このところの猛暑がたまらない。エル・バシャと協演した、プロコフィエフのピアノ協奏曲全集。
第3番を聞くと、胸のすくような爽快な演奏に暑さが吹き飛ぶ。エル・バシャの豪快なピアノの弾きぶりもすごいものだ。

雑誌『レコード芸術』の最新号(2011/8月号)を見ると、――図書館でページをめくっただけなのだが、エル・バシャのインタビュー記事が載っている。
2日間の演奏会で全曲を弾いたとのこと。いつものことのようだが、全曲暗譜でやったとのこと。(2004/9月の録音)
大野との共演については、「正確かつエネルギッシュ、私がプロコフィエフに対して考えていることと非常に近いものを持っていて、幸せなときを過ごした」とのことだ。
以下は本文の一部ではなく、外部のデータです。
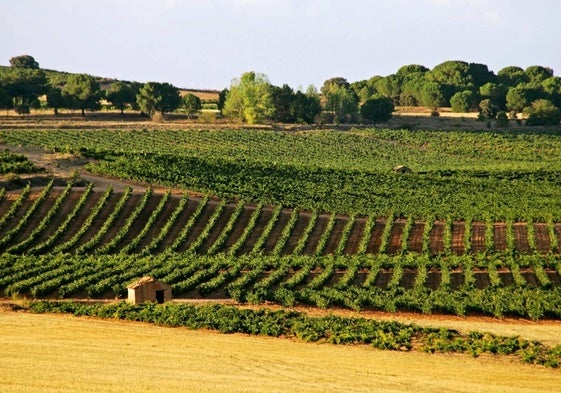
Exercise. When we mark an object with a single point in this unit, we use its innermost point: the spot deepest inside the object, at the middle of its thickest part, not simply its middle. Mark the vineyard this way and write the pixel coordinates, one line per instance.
(461, 175)
(64, 242)
(314, 218)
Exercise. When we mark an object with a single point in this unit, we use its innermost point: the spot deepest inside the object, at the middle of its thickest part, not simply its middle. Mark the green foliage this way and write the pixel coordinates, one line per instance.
(340, 100)
(84, 90)
(377, 109)
(190, 104)
(487, 109)
(158, 97)
(463, 101)
(461, 174)
(542, 113)
(250, 99)
(24, 61)
(432, 95)
(120, 95)
(15, 163)
(512, 76)
(23, 85)
(518, 98)
(388, 335)
(502, 119)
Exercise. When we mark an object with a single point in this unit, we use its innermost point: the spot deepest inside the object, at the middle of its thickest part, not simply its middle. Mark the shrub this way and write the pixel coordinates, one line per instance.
(462, 101)
(542, 113)
(487, 109)
(377, 109)
(502, 119)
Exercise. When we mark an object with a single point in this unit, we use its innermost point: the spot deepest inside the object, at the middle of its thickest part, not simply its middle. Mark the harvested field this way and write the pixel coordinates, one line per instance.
(48, 353)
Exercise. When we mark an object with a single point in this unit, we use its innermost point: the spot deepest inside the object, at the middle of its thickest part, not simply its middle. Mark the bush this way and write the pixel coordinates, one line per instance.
(462, 101)
(487, 110)
(377, 109)
(502, 119)
(542, 113)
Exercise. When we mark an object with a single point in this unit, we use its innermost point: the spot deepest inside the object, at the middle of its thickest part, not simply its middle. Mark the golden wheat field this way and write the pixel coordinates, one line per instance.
(53, 353)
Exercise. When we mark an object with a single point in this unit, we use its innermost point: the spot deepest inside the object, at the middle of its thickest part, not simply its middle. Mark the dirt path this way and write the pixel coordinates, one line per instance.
(69, 166)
■ エル・バシャと 大野和士 指揮 モネ劇場オケ 《プロコフィエフ ピアノ協奏曲 全5曲》 (2005.1.23)

このCDはすごい。ライブならではの熱気、協奏曲に欠かせない独奏とオケの対照。ピアニストの胸のすくようなテクニック。これらをすべて高いレベルで満足させてくれる。ピアニストのエル・バシャもすごいが、バックの大野和士も万全だ。きらめく才能のぶつかり合った新鮮な演奏だ。

大野和士のプロコフィエフは以前、NHK-FMでピアノ協奏曲 第2番が放送された(2004.10.13)。ピアノはロシア出身のアナトール・ウゴルスキー(1942年生まれ)。オケは北ドイツ放送交響楽団(NDR)。2004.5.7 Hamburg, Musikhalleのライブ録音であった。
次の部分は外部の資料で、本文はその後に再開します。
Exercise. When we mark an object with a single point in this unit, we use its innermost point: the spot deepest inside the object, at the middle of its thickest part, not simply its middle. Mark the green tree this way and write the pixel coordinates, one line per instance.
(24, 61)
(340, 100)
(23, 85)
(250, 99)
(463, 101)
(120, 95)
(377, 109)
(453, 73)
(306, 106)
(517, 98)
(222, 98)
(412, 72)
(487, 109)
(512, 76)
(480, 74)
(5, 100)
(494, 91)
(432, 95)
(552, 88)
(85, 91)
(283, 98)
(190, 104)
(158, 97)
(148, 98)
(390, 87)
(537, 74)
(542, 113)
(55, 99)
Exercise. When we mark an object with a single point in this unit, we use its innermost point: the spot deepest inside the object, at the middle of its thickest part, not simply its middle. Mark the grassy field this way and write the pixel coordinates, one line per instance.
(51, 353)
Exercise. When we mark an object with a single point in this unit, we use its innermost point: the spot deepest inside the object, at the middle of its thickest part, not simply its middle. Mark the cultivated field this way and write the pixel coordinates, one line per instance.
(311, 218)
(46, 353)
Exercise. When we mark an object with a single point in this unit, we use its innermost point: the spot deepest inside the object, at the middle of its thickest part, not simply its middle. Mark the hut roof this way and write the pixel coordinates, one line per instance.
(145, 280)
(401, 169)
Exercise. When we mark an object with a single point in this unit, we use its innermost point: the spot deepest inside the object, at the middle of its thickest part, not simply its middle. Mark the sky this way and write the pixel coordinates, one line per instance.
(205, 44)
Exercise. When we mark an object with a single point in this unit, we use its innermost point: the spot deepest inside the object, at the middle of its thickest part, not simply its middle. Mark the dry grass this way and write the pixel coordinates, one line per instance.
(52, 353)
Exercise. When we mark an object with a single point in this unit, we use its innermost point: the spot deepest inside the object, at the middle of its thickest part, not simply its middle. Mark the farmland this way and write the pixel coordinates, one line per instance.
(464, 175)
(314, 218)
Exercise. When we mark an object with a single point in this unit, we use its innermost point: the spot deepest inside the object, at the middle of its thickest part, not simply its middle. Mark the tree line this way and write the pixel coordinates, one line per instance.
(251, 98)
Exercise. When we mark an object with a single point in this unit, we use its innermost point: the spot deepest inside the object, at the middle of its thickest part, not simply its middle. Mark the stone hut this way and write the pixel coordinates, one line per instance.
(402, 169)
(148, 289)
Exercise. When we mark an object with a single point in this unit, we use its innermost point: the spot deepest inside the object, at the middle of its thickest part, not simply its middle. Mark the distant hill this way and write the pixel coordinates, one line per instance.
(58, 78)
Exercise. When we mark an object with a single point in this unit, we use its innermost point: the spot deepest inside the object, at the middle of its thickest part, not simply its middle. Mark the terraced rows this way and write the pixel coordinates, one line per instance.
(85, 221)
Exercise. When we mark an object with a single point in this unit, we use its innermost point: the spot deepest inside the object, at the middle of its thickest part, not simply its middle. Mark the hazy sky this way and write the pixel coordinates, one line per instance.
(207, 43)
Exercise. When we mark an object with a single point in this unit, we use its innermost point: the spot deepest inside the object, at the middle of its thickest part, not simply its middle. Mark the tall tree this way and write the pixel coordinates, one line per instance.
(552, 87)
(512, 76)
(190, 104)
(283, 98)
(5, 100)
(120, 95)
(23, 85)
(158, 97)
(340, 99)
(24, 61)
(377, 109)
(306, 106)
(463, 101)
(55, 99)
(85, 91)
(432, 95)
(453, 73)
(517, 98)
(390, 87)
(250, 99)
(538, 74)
今回のピアノ協奏曲全曲は、エル・バシャ (El Bacha) と共演したもので、オケは手兵のモネ劇場オーケストラ (ベルギー王立歌劇場管弦楽団)。CD2枚組、AMG Records Fuga Libera (FUG505)レーベル。

<録音データ>
  2004.9.24 (1、3、4番)
  2004.9.26 (2、5番)
  ブリュッセル パレ・デ・ボザール (ライヴ録音)


◆第2番
前回FM放送のNDRに比べて、オケの音色が格段に違う。ブラスが明るくきらめく、時に激しい打楽器を思わせるピアノと対立する。プロコフィエフにマッチした音色だ。切れ味の良いオーケストラ。大野のバックアップが光る。

第1楽章は何か神秘的な大きなものを予感させる響きから始まる。そこにピアノが強烈にバリバリと割り込む。ピアノのテクニックが存分に展開される。第4楽章には、懐かしい思いのメロディーが出てくる。混乱から抜け出すように圧倒的なオケと、息詰まるようなピアノの強奏で終わる。

◆第3番
やはり協奏曲として傑作だと思う。演奏もピアノ・オケともに一体となった熱演であった。クラリネットの静かな序奏から、わき立つように息もつかせぬ感でピアノが突き進む。ピアニストの気迫も熱く伝わってくる。テクニックも水際だったものだ。

第2楽章のモノローグ風な静かな場面もしみ込んでくる。終楽章に入って、ロマンチックな展開を経て、終結へ。強烈なピアノの打鍵とオケの色彩的な対立を存分に堪能できた。終演後の聴衆の拍手も、この第3番が一番すごい熱狂的だ。おそらく会場一杯のスタンディング・オベーションではなかったか?

◆第1番
一部に習作的な匂いを感じるものの、コンパクトな聞きやすい曲である。第1楽章に出てくるラフマニノフを思わせるテーマが印象的。このテーマは第3楽章でもう一回出てくる。